Down on their luck and in need of money, a band called The Ain’t Rights accept a shady-sounding gig at what turns out to be a Neo-Nazi compound in the backwoods of Oregon. In true punk spirit, they open their set with a cover of The Dead Kennedy’s “Nazi Punks Fuck Off” and antagonize their skinhead audience for the entirety of their set. But the awful audience turns out to be the least of their problems.
(Read: A Conversation with Jeremy Saulnier)
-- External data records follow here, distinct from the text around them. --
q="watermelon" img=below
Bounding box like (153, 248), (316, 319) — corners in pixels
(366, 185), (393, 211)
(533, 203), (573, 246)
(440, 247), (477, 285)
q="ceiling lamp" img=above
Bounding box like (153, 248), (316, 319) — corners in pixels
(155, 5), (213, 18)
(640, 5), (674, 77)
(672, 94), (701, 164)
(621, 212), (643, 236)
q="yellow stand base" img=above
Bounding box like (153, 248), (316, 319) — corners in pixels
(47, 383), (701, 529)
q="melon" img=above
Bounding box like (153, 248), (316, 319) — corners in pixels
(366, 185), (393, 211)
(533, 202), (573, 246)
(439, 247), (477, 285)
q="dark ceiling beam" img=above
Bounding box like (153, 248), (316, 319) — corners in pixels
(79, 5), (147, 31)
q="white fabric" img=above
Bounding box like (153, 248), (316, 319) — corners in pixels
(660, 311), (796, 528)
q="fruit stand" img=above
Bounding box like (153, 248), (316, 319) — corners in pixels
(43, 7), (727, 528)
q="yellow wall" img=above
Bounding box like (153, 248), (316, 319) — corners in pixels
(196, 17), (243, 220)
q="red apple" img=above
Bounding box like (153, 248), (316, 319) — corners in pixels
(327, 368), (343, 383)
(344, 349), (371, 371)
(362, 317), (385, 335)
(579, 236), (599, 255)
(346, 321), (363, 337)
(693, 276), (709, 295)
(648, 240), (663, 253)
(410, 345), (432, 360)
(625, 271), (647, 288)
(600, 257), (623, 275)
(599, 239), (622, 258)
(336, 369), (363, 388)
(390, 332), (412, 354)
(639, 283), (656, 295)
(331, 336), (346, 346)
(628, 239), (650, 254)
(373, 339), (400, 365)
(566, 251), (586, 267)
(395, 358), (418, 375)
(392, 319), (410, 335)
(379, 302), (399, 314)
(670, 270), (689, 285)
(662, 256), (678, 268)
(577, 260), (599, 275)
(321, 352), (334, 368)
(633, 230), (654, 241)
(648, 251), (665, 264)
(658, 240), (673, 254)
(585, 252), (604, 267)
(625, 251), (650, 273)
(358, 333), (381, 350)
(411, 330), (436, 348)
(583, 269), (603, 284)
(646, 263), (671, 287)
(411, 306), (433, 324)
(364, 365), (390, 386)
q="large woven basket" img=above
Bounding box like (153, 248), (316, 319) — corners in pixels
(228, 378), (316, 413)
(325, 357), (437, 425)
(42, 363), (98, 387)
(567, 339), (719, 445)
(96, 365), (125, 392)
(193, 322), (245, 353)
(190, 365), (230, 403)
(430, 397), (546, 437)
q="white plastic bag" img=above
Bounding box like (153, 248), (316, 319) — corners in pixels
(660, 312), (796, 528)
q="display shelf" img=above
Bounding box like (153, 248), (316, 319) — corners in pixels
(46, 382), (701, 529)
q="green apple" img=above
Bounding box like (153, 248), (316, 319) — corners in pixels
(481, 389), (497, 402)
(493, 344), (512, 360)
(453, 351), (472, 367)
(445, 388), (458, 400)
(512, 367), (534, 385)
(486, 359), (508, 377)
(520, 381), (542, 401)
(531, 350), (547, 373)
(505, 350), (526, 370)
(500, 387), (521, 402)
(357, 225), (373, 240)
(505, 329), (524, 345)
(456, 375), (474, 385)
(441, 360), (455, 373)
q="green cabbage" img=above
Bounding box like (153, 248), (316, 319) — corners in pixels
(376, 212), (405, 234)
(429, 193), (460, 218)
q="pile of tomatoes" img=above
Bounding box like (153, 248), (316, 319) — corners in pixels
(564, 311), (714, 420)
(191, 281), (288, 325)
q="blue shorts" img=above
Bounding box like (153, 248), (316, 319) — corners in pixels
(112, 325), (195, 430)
When the band witness a brutal act of violence backstage, the club’s staff, led by the casually brutal Darcy (Patrick Stewart), set about covering up the act and disposing of everyone who knows about it. Locked in the titular green room backstage with a body, a guard, and a woman with ties to the white power scene, the members of The Ain’t Rights, must rely on their wits and whatever makeshift weapons they have on hand to try to save themselves and escape an army of drug-dealing, knife-wielding, attack dog-training skinheads intent on their annihilation.
It’s one hell of a premise for a film, and Saulnier executes it beautifully, setting up the scene and then logically and thrillingly mining it for every possibility. The attention to detail in the way that the battle between punks and skins plays out is impressive, as is the verisimilitude. No one gets dumbed down or magically elevated to heroic status in service of the plot. The character’s lightly sketched backgrounds all play a role in the fight for their survival and an inspired number of objects lying around the joint get used in a sort of DIY-meets-MacGyver fashion along the way. Everyone is fallible but resourceful in some way, and no deus ex machina is coming to fight for either side. All that’s left to do is sit back and bite your nails while you watch the body count climb.
The plot unravels beautifully, at a pace that’s methodical but still anxiety-inducing, building up an air of psychological fear so impenetrable that the only relief from it is an occasional splattering of visceral horror or an even more rare quip along the way. The cast’s slightly understated performances –at least as far as genre film goes–also add to the atmosphere. Stewart is chilling and wryly funny as Darcy, the sinister antithesis of his most famous and beloved roles, and his henchmen are all uncomfortably believable as violent white power douchebags. The band (particularly Alia Shawkat, Anton Yelchin) and their questionable ally (Imogen Poots) do an excellent job of playing prey without devolving into old school horror histrionics. They’re scared, but they’re also stunned. Most viewers will want them to prevail, even as they realize that there’s not much chance of it.
Green Room maintains this hair-trigger tension, toying with genre conventions like a cat with a mouse before eventually subverting them to the end. And even then, at the risk of lightly spoiling things, it proves playfully unpredictable to the very last frame. Perhaps the only thing more exciting than waiting to see what transpires in Green Room is waiting to see what Saulnier does next.